While changing a package name, for instance, the compiler is run several times and produces a number of files. These files, however, are intermediate garbage since the package name changed after all.

More severely, the old garbage files may lead to successful module imports.

Submitted by Sebastian Erdweg on 13 April 2011 at 11:51

On 13 April 2011 at 11:51 Sebastian Erdweg tagged compiler

On 13 April 2011 at 17:45 Tillmann Rendel commented:

I see two implementation options here:

  1. We could support an explicit clean operation which would delete all compilation results.
  2. We could track which source file was used to create a compilation result, and delete the compilation result when that source file is changed.

IIUC, Eclipse for Java implements solution (1).

Our situation is different from Java, though: In Java, parsing and building are different, and only building produces files which can become outdated.
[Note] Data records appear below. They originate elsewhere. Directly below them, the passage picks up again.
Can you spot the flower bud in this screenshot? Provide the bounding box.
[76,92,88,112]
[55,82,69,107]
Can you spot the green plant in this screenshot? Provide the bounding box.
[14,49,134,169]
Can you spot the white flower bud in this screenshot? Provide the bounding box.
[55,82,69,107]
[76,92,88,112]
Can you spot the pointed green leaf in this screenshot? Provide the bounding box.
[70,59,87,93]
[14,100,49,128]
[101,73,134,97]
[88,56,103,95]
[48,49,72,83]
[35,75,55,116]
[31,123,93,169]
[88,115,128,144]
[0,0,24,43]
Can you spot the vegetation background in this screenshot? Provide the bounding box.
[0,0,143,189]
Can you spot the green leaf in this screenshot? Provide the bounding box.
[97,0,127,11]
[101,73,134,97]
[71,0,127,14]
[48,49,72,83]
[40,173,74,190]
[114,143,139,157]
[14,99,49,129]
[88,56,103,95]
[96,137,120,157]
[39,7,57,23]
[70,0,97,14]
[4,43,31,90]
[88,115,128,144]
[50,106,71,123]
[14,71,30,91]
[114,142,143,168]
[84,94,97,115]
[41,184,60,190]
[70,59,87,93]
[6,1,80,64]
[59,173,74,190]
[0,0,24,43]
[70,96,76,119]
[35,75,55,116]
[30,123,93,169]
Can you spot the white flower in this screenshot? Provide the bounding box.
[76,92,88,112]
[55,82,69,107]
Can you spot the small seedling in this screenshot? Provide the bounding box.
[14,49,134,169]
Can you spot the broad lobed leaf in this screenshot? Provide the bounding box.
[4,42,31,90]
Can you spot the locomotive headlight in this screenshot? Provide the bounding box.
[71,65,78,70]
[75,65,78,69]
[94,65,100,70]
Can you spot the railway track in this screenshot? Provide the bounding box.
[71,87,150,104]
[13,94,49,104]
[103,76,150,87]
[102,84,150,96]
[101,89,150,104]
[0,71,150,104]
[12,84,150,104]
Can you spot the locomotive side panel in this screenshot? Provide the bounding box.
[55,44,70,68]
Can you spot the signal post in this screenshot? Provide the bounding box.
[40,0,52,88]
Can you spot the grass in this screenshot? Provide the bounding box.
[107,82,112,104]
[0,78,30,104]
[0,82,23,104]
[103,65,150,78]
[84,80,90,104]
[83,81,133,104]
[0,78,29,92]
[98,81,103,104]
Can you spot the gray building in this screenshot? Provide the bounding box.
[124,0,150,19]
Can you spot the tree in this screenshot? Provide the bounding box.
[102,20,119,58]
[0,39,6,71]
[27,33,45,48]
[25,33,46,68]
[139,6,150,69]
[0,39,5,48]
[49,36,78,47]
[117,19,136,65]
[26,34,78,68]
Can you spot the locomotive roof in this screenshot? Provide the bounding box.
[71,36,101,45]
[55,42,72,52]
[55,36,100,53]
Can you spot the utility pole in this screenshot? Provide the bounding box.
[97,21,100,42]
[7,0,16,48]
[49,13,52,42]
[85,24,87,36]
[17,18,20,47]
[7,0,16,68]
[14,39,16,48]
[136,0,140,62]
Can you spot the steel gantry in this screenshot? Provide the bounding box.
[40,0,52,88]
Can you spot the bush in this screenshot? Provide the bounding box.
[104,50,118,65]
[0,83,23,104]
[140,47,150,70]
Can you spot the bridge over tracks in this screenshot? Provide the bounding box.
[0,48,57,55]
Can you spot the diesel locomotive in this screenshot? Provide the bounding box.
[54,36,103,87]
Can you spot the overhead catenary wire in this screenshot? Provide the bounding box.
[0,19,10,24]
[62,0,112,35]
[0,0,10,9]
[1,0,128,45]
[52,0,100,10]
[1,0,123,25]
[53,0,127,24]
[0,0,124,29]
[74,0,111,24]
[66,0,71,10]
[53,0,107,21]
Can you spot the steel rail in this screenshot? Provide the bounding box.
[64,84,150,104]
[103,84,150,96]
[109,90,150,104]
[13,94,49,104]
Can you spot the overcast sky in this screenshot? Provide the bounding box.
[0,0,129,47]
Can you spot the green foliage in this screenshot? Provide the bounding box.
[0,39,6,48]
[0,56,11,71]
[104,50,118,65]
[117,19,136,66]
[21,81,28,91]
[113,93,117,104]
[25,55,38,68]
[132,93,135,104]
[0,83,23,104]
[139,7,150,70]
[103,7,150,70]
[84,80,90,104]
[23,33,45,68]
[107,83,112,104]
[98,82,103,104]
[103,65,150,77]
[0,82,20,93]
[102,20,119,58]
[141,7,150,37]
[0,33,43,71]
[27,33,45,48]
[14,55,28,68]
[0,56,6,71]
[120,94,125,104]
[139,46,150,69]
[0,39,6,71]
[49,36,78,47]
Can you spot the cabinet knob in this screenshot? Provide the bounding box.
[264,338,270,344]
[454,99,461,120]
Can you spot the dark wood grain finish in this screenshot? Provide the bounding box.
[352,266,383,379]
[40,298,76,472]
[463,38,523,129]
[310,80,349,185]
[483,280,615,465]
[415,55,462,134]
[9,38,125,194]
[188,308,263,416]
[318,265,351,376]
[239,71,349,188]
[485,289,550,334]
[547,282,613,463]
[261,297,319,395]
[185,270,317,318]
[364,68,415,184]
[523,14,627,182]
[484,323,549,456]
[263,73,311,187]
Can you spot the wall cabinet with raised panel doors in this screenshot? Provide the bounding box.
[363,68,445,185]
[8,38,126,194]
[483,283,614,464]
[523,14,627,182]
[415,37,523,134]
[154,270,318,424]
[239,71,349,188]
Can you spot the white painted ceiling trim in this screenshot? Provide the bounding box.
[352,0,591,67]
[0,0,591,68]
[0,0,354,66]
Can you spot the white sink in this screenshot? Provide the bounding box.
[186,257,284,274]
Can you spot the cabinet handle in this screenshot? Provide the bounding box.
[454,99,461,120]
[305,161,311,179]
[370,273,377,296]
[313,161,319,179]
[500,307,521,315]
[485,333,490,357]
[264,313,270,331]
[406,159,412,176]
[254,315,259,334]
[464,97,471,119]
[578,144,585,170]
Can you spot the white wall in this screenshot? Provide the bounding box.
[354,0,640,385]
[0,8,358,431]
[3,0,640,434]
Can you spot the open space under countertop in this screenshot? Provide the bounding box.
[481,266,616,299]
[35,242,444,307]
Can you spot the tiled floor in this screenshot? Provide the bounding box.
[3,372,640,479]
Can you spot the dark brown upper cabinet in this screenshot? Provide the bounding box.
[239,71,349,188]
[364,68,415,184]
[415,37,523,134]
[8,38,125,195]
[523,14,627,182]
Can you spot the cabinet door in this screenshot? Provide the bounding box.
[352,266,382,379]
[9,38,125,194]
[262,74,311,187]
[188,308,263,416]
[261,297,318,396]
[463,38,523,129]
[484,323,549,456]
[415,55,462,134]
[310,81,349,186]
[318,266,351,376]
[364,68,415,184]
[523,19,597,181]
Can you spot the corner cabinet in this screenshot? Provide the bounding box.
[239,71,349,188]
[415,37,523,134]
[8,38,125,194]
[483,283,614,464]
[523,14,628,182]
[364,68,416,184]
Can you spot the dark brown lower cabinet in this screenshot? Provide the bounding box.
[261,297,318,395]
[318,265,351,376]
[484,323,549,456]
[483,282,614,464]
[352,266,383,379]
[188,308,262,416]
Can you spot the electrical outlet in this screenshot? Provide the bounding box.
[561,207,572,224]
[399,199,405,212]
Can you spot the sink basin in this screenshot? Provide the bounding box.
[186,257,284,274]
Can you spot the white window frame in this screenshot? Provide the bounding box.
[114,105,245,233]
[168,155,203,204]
In SugarJ, parsing and building are the same (or aren’t they?), and we therefore produce compilation results much more often.


On 4 June 2011 at 14:45 Sebastian Erdweg closed this issue.

On 4 June 2011 at 14:45 Sebastian Erdweg commented:

Implemented (2) from second post.

For each input file “abc/xyz.sugj” a file “bin/abc/xyz.gen” is generated, which lists the file names of all generated files. On recompilation, the listed files are deleted.